We need an extra converter to cover to format Traefik uses for the duration e.g. 321ms

def parse_duration(duration):
    return int(duration.strip('ms'))

Now we have all the helper functions we need, we can read the data into a Pandas Dataframe

# <remote_IP_address> - <client_user_name_if_available> [<timestamp>] "<request_method> <request_path> <request_protocol>" <origin_server_HTTP_status> <origin_server_content_size> "<request_referrer>" "<request_user_agent>" <number_of_requests_received_since_Traefik_started> "<Traefik_router_name>" "<Traefik_server_URL>" <request_duration_in_ms>ms
log_file = '/path/to/my/access.log'
df = pd.read_csv(
    log_file,
    sep=r'\s(?=(?:[^"]*"[^"]*")*[^"]*$)(?![^\[]*\])',
    engine='python',
    usecols=[0, 3, 4, 5, 6, 7, 8, 10, 11, 12],
    names=['ip', 'timestamp', 'request', 'status', 'size', 'referer', 'user_agent', 'Traefik_router_name', 'Traefik_server_URL', 'request_duration_in_ms'],
    na_values='-',
    header=None,
    dtype={'status': pd.Categorical},
    converters={
        'request_duration_in_ms': parse_duration,
        'timestamp': parse_datetime,
        'request': parse_str,
        'referer': parse_str,
        'user_agent': parse_str,
        'Traefik_router_name': parse_str,
        'Traefik_server_URL': parse_str,
    },
)

From here we’d like to unpack the request section "<request_method> <request_path> <request_protocol>", this is simply achievable by unpacking a List into Pandas Columns

df[['request_method', 'request_path', 'request_protocol']] = pd.DataFrame(df['request'].str.split().to_list(), index=df.index) 
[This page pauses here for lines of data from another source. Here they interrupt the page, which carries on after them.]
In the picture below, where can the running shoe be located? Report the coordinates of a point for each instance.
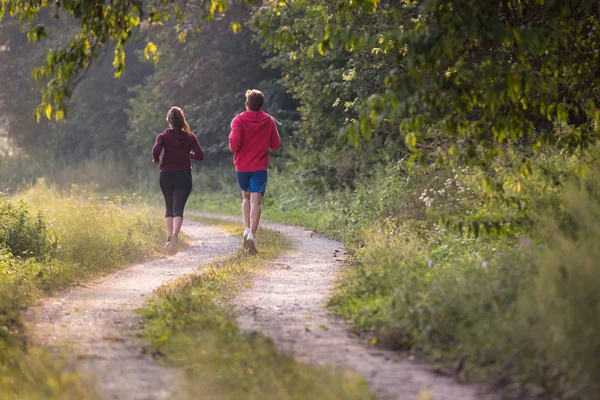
(174, 240)
(245, 241)
(251, 242)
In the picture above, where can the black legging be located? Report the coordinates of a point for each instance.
(176, 187)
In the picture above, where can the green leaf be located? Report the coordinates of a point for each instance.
(48, 111)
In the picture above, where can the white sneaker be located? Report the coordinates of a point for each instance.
(173, 248)
(251, 242)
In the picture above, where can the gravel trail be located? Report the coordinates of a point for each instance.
(286, 302)
(97, 325)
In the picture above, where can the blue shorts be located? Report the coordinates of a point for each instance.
(253, 182)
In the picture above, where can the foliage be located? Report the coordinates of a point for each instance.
(207, 75)
(507, 303)
(100, 24)
(190, 324)
(96, 124)
(482, 73)
(51, 240)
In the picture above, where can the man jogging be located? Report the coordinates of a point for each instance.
(253, 133)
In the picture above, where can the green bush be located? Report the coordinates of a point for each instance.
(20, 233)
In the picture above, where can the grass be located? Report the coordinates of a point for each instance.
(49, 240)
(503, 289)
(191, 324)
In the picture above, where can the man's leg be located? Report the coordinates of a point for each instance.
(169, 225)
(255, 211)
(246, 209)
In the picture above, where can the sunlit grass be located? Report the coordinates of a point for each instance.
(191, 324)
(52, 240)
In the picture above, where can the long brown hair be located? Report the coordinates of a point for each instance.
(176, 119)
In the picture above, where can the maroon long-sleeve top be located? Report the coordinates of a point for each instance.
(179, 147)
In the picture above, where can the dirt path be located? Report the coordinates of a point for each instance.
(98, 323)
(287, 303)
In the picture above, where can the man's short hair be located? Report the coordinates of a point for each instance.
(255, 99)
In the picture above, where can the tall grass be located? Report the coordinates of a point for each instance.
(50, 239)
(500, 285)
(191, 324)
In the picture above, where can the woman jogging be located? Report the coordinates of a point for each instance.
(178, 145)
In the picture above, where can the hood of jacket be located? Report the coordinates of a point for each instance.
(255, 120)
(180, 137)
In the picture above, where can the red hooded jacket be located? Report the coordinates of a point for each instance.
(253, 134)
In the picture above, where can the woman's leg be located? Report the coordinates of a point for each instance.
(182, 192)
(169, 225)
(167, 190)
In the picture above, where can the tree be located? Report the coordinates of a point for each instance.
(103, 26)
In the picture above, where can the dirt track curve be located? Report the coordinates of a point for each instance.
(97, 323)
(286, 301)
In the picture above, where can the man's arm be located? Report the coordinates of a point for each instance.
(235, 137)
(275, 139)
(158, 146)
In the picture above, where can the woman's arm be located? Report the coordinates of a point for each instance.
(197, 153)
(158, 146)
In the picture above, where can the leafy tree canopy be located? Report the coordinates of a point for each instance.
(482, 72)
(103, 26)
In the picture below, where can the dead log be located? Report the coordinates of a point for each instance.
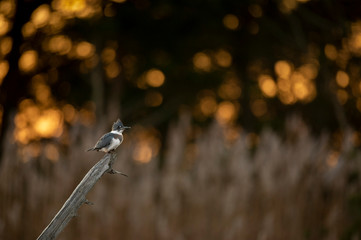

Now we have the data in a Dataframe, we’re on familiar ground and can use lots of common tools to do some EDA

import pandas_profiling
profile = df.profile_report(title='Pandas Profiling Report')
profile.to_file(output_file="access_log_pandas_profiling.html")

We can simply plot charts to show how quick we’re responding to requests

df.groupby(df['timestamp'].dt.floor('h'))['request_duration_in_ms'] \
.quantile([0.25, 0.5, 0.75, 0.95, 1])\
.unstack(level=-1)\
.plot()